Une mère débordée par sa fille malade et une vie qui part en vrille. Un pitch banal ? Avec If I Had Legs I’d Kick You, qui vient de recevoir le Prix d’interprétation de la Berlinale pour le jeu de son actrice Rose Byrne, la cinéaste américaine Mary Bronstein propose au contraire un subtil mélange des genres, entre drame et fantastique, à même de nous faire ressentir toute la détresse de son personnage principal.
Une décharge. C’est l’empreinte que laisse en nous, spectateurs, ce long métrage étonnant et vivifiant comme l’angoisse. If I Had Legs I’d Kick You (littéralement Si j’avais des jambes, je te filerais un coup de pied en français) narre l’histoire de Linda, maman d’une jeune fille malade. Linda doit conjuguer un travail (très) prenant – un job de psy en cabinet – à son quotidien de proche aidant. Lorsque le plafond de sa chambre s’effondre sur elle, la mère débordée doit faire face à une nouvelle crise et Linda se retrouve obligée de séjourner dans un motel avec sa fille, pendant qu’elle cherche comment réparer le trou dans son plafond, sauver son enfant, gérer la disparition d’un patient et un défilé de personnes qui semblent toutes incapables de l’aider.
Seize années séparent ce deuxième long-métrage de Mary Bronstein de son premier, Yeast, sorti en 2008. La cinéaste américaine, encore peu connue en France, s’est d’abord illustrée au sein du mouvement mumblecore. Ce courant du septième art indépendant US se caractérise par son naturalisme et ses productions à petits budgets, par opposition aux blockbusters des studios de Hollywood. Ici, rien de tout ça. If I Had Legs I’d Kick You est accompagné par A24, une des boîtes de production et de distribution américaine les plus en vue du moment, à qui l’on doit les très remarqués Past Lives, Midsommar ou encore Moonlight.
Une comédie dramatique qui n’a pas peur de déborder sur les frontières du réalisme magique, voire du fantastique.
La psychose en ellipses
Long métrage de près de deux heures, If I Had Legs I’d Kick You se révèle inclassable. Il manie et marie les genres avec prouesse et subtilité : il s’agit d’une comédie dramatique qui n’a pas peur de déborder sur les frontières du réalisme magique, voire du fantastique. Le film suit la « normalité » de la vie d’une mère débordée et seule à s’investir au sein du ménage. Tout nous est montré : les rendez-vous réguliers à l’hôpital pour sa fille, les coups de fil incessants du père absent qui n’a que des reproches à adresser mais pas l’ombre d’une excuse en vue, les supplications d’une patiente qui la prend comme mère-modèle et la prie de lui prodiguer des conseils parce qu’elle n’arrive pas à gérer son enfant, la crise de nerf permanente, etc.

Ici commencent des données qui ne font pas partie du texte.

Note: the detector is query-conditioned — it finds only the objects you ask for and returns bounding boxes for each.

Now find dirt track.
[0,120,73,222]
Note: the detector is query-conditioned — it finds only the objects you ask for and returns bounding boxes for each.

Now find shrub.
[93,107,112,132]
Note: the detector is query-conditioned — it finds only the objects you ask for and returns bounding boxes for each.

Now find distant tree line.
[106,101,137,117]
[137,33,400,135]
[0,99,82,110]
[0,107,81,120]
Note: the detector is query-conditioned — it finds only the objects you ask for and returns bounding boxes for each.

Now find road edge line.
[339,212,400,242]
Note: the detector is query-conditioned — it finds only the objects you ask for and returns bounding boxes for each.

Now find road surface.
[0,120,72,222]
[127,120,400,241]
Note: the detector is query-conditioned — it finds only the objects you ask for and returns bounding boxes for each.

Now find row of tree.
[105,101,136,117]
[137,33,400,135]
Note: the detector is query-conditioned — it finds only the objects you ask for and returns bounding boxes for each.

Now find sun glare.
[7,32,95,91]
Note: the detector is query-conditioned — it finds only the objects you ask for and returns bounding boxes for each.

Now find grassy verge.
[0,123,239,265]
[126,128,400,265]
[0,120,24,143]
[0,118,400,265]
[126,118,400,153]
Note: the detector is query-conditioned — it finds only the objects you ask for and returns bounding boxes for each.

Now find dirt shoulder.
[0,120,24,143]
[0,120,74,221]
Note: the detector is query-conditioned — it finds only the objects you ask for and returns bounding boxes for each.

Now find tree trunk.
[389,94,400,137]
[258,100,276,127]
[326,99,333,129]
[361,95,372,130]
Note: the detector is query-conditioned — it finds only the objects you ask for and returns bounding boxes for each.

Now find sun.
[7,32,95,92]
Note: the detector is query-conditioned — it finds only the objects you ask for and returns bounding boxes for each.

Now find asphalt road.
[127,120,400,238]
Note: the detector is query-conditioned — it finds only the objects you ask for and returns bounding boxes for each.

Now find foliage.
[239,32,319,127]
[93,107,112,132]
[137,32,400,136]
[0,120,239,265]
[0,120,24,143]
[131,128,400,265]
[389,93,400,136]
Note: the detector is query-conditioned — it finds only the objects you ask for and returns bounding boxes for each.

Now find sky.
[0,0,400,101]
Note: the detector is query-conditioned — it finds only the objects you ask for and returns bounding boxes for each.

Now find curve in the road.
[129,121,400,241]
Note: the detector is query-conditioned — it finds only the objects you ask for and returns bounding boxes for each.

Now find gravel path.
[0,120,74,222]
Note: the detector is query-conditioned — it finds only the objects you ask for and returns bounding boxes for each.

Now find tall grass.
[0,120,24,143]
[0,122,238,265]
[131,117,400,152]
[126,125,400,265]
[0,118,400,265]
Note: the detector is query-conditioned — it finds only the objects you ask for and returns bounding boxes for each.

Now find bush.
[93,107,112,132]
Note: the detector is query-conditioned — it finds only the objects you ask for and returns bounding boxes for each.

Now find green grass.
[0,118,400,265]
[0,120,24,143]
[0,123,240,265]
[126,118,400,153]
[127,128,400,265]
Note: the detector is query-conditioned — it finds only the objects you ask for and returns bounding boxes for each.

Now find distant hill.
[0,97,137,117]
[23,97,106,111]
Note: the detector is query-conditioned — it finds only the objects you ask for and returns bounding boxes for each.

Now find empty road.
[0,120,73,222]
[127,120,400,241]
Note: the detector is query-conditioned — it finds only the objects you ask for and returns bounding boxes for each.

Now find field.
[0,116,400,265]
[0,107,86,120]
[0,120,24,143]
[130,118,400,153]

Dans le même temps, l’énorme trou dans le plafond de la chambre de Linda, dont l’origine n’est jamais vraiment explicitée, devient pour elle une obsession. S’il la condamne à dormir avec sa fille en dehors de chez elles, ce trou est également un symbole qui concentre toute l’anxiété et la tension de la mère. Dans de fréquentes divagations et cauchemars, notre héroïne contrariée imagine l’existence d’un monde effrayant dans son plafond, tour à tour constitué de substances gluantes, visqueuses ou encore d’une sorte de trou noir. Ces moments frôlant la psychose – ce qui peut sembler paradoxal pour un personnage principal dont la profession est psychiatre – sont introduits par des ellipses revenant à la fin de chaque journée de Linda. Ellipses qui ne nous donnent jamais l’impression que le long métrage hésite dans la direction qu’il souhaite adopter, mais qui, au contraire, renforcent son propos.
Au-delà du mélange des genres réussi, l’une des plus belles trouvailles cinématographiques de Mary Bronstein est celle de ce que l’on pourrait qualifier de présence-absence de l’enfant. Pendant une grande partie du film, le visage de la jeune fille malade, ni même le reste de son corps, ne nous sont pas révélés. Il faut attendre la magistrale scène finale, durant laquelle Linda essaie jusqu’à l’épuisement de se noyer dans l’océan, mais n’y parvient pas, sauvée par les vagues qui la ramènent inexorablement hors de l’eau, pour qu’apparaisse enfin le visage de l’enfant. Linda, le corps allongé sur le sable, fixe le visage de sa fille qui lui sourit. Linda s’apaise : le lien peut renaître, l’enfant n’est plus seulement un fardeau.
- If I Had Legs I’d Kick You, un film de Mary Bronstein avec Rose Byrne, Conan O’Brien et Danielle Macdonald, présenté en compétition à la Berlinale 2025. Prix d’interprétation pour Rose Byrne.